I have bought an iPod. And it appears that the 3rd generation iPod is substantially different from the previous models. E.g. in its file system. In previous models you could convert the HFS+ file system into a FAT32 filesystem. HFS+ is the filesystem used by the new MacOS X OS. It cannot be read by Windows OS (unless you buy commerical third party software such as MacOpener or MacDrive). There are several Linux-interfaces for the iPod, but they all require that the iPod is mounted as a regular mass storage device. Suse Linux 9 luckily has support for HFS+ filesystems although it is still experimental. In order to be able to mount HFS+ formatted file systems, you have to load the hfsplus kernel module:
sudo /sbin/modprobe hfsplus
After that you can just plug in the iPod. After a while you will hear a beep meaning that it was recognized.
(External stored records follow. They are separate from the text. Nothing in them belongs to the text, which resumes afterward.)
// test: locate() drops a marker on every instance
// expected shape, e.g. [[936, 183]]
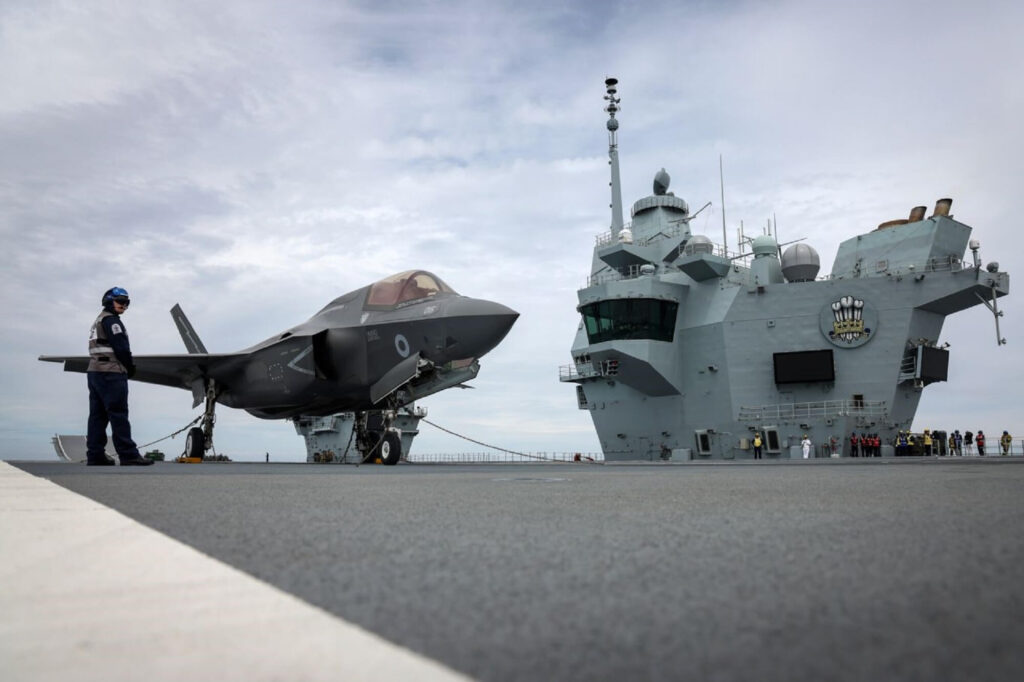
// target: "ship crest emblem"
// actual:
[[848, 322]]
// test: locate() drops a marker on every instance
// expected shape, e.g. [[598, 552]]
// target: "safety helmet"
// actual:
[[115, 293]]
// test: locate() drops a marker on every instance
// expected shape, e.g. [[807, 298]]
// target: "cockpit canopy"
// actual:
[[406, 288]]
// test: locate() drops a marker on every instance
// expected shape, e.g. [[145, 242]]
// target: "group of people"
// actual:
[[967, 441], [866, 444], [957, 443]]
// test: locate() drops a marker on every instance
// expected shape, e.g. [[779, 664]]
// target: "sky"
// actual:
[[253, 160]]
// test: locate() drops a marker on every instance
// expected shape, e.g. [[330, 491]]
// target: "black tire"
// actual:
[[195, 442], [390, 449]]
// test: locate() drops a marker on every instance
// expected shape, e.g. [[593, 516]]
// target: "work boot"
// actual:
[[136, 461]]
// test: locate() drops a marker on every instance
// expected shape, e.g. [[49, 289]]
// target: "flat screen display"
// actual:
[[804, 367]]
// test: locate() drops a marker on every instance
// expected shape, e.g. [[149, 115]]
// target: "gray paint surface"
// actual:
[[714, 381], [851, 569]]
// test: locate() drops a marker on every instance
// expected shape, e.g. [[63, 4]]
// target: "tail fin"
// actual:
[[188, 335]]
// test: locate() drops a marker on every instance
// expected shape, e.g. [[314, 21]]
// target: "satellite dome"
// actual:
[[800, 263], [662, 180]]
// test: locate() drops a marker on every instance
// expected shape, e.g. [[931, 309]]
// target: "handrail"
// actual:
[[813, 410]]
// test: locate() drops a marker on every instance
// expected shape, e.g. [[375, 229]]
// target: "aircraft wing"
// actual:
[[175, 371]]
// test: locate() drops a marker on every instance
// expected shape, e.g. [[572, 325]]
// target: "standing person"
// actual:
[[111, 366]]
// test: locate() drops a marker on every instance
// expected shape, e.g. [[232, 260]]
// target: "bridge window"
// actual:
[[630, 318]]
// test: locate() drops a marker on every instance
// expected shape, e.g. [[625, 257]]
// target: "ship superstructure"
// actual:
[[686, 350]]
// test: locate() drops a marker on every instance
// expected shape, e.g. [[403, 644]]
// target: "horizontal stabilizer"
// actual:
[[176, 371], [188, 335]]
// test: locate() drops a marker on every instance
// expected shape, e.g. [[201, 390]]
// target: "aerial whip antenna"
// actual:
[[721, 182], [616, 193]]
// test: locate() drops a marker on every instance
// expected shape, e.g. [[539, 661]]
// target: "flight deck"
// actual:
[[843, 569]]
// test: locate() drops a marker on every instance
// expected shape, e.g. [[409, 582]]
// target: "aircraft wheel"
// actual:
[[390, 449], [195, 442]]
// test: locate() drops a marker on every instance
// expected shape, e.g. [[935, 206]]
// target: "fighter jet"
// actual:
[[371, 351]]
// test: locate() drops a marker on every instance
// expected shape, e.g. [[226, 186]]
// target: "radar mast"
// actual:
[[616, 193]]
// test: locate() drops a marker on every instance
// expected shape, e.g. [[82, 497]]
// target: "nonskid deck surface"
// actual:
[[887, 569]]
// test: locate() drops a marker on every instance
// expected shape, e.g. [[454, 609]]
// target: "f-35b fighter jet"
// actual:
[[370, 351]]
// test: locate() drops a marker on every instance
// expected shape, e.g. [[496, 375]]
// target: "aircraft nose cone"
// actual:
[[477, 326]]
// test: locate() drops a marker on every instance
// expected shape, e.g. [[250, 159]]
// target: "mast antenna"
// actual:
[[616, 192], [721, 182]]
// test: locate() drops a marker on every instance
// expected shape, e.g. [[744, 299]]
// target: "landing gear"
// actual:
[[390, 449], [200, 438], [376, 438], [195, 442]]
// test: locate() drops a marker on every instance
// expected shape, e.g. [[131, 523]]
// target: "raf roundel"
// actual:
[[401, 345]]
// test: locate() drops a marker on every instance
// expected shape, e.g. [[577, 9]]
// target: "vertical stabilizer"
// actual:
[[188, 335]]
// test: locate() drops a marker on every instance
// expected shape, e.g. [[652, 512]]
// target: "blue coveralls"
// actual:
[[109, 394]]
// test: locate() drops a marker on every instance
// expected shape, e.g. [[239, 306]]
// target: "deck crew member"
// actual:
[[111, 366]]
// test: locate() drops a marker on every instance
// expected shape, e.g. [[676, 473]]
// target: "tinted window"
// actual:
[[630, 318], [404, 287]]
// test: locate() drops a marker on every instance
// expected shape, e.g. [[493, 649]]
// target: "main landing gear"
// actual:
[[376, 438], [200, 438]]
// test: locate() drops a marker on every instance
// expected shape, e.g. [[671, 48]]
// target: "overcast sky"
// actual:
[[253, 160]]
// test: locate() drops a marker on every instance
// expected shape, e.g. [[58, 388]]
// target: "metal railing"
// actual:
[[577, 372], [814, 410], [503, 458]]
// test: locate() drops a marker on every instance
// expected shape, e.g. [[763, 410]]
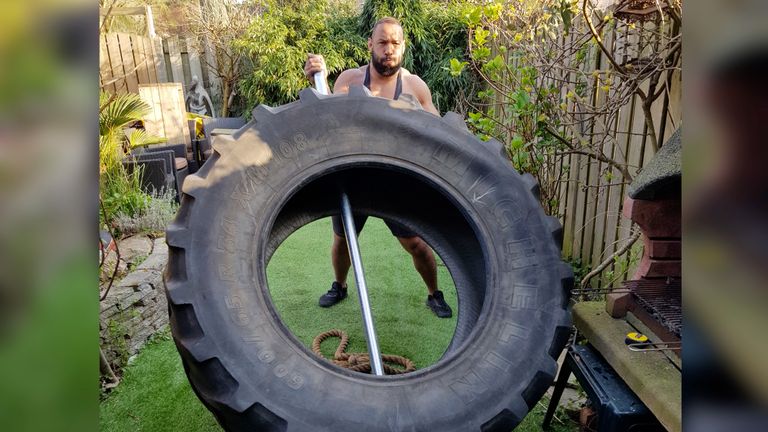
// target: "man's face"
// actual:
[[387, 47]]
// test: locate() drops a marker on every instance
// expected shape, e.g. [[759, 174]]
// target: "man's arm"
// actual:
[[315, 63], [342, 82]]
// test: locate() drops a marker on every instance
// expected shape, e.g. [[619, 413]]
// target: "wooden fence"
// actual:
[[128, 60], [591, 202]]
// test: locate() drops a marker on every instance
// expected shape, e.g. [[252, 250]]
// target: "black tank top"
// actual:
[[398, 86]]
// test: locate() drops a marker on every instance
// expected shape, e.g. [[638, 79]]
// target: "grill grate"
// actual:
[[662, 299]]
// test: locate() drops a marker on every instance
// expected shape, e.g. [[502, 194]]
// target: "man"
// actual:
[[384, 77]]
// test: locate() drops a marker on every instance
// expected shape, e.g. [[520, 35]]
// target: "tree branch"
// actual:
[[603, 265]]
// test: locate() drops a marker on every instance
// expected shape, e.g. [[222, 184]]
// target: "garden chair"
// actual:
[[164, 167]]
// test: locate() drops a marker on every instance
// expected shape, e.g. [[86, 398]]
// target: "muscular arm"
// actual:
[[343, 81]]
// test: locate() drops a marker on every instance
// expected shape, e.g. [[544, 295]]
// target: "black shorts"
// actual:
[[395, 228]]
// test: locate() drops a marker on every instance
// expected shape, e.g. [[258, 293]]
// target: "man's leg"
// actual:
[[340, 262], [423, 260], [340, 259]]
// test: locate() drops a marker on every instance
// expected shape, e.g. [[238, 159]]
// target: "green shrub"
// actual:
[[279, 39], [152, 218]]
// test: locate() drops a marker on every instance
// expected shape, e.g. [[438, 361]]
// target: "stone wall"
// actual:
[[135, 307]]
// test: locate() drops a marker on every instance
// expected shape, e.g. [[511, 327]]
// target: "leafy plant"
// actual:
[[120, 190], [278, 40], [152, 218]]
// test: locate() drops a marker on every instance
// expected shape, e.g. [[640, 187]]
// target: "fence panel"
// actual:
[[128, 60]]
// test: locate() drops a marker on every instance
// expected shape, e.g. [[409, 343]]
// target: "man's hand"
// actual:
[[315, 63]]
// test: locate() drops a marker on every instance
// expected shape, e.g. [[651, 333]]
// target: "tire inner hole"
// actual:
[[299, 263]]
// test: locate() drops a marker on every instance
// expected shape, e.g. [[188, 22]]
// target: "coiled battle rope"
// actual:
[[359, 362]]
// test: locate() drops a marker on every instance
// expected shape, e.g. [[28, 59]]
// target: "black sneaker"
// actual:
[[437, 303], [334, 295]]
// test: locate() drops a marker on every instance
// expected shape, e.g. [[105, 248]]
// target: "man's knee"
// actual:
[[414, 246]]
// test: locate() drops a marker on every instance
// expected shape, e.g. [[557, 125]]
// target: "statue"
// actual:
[[197, 100]]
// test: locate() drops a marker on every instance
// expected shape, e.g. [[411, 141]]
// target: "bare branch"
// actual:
[[603, 265]]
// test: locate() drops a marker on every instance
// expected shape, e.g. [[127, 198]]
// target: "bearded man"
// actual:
[[385, 77]]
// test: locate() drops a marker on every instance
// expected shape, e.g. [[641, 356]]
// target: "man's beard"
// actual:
[[383, 69]]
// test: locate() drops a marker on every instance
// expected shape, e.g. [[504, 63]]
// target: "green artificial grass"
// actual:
[[154, 394], [300, 272]]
To determine which device number it got you should check the system messages:
tail -30 /var/log/messages
As it is handles like a SCSI device it will get probably sda if it is your first usb/firewire device. If you have already usb or firewire devices connected to your computer it will get maybe sdb or sdc (and so on). Create a mount point:
sudo mkdir /media/ipod
The 3rd generation iPod has apparently two partitions. The first must be for the firmware/system software (sdx1) and the second is for the data (sdx29. Funnily when I tried to mount it with
sudo mount -t hfsplus /dev/sdc2 /media/ipod
the system complained that something is not OK with the device. However, when I tried:
sudo mount -o umask=000 /dev/sdc2 /media/ipod
everything went smoothly. The umask option is necessary in order to give everybody read-write access. Otherwise only root can write. I installed gtkpod to move my mp3s to the iPod. There is even a Suse 9 rpm around.